A multitude of experimental evidence shows that musical expertise has functional and structural manifestations in the brains of musically trained adult individuals. These can be observed in cortical and subcortical neural architecture underlying uni- and cross-modal sensory, motor, and cognitive functions (Münte et al., 2002; Jäncke, 2009). While the pioneering findings were correlational, indicating merely an association between the starting age of music training and enhanced brain functions (Pantev et al., 1998; Bengtsson et al., 2005), very recent longitudinal studies in children demonstrate a causal link between musical training and changes in brain structure and function (Putkinen et al., 2013b; Hyde et al., 2009; Moreno et al., 2009; Chobert et al., 2012).

In the great majority of these studies, musical training consisted of formal studies aiming at the mastery of one or more music instruments. However, for most young children, typical musical experiences consist of everyday musical activities such as singing, dancing, listening to recorded music, and musical play at home or in playschool-type settings. Furthermore, different computer and console games also attract children into “musical play” in an increasing manner (e.g., Singstar, Rockband, karaoke-based applications) and could be regarded as additional informal environments for music learning. Thus, there is an evident need for studies that examine informal musical activities as possible learning platforms in childhood.

Early Perceptual Prerequisites for the Effects of Musical Activities and Musical Enculturation

Behavioral studies have demonstrated that already at around the age of six months infants are equipped with many of the perceptual and cognitive prerequisites for the putative beneficial effects of a musically enriched environment.
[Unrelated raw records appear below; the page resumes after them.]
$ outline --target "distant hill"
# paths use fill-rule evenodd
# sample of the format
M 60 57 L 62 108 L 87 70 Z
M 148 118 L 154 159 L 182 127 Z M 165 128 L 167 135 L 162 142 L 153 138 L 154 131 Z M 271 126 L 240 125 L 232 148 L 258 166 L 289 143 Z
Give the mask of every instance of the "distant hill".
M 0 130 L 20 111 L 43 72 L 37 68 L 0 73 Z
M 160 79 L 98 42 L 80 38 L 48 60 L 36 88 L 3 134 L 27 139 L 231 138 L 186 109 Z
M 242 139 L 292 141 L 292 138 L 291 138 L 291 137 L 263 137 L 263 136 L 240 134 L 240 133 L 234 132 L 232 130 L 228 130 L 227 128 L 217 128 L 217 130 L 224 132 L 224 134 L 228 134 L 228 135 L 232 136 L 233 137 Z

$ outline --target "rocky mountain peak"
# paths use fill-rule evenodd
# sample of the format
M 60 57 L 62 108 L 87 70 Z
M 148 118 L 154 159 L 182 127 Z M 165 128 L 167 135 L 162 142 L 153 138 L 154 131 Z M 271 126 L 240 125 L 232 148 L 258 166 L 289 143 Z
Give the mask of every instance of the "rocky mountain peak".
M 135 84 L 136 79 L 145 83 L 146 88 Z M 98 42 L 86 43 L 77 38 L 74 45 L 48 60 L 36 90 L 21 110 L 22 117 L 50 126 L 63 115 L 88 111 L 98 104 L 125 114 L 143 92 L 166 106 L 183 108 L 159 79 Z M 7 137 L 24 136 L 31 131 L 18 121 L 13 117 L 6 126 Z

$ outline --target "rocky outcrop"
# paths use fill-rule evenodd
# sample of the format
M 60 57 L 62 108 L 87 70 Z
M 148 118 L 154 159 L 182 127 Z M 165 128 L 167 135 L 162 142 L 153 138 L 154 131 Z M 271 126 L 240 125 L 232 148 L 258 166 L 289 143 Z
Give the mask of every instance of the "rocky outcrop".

Not only do they display fairly accurate discrimination of musically important basic sound features such as pitch (Olsho et al., 1987) and duration (Morrongiello and Trehub, 1987), but they are also sensitive to some more abstract aspects of musical sounds. For example, infants appear to encode melodies and rhythms in terms of relative pitch (Trehub et al., 1984) and relative duration (Trehub and Thorpe, 1989), are able to group individual tones by pitch (Thorpe et al., 1988), and show long-term memory for musical pieces (Plantinga and Trainor, 2005). More recently, event-related potential (ERP) studies have shown that musically relevant auditory abilities such as the neural discrimination of different intervals (Stefanics et al., 2009), sound grouping (Stefanics et al., 2007), perception of the missing fundamental (He and Trainor, 2009), auditory stream segregation (Winkler et al., 2003), and detecting the beat of rhythmic sounds (Winkler et al., 2009) are present already before the age of six months or even at birth. These early perceptual skills are also put to heavy use during childhood: young children typically receive ample musical exposure (Trehub, 2006) and appear to find music both interesting and enjoyable (Nakata and Trehub, 2004; Zentner and Eerola, 2010). Therefore, everyday musical activities are a rich source of experiences that may have the potential to shape auditory skill development.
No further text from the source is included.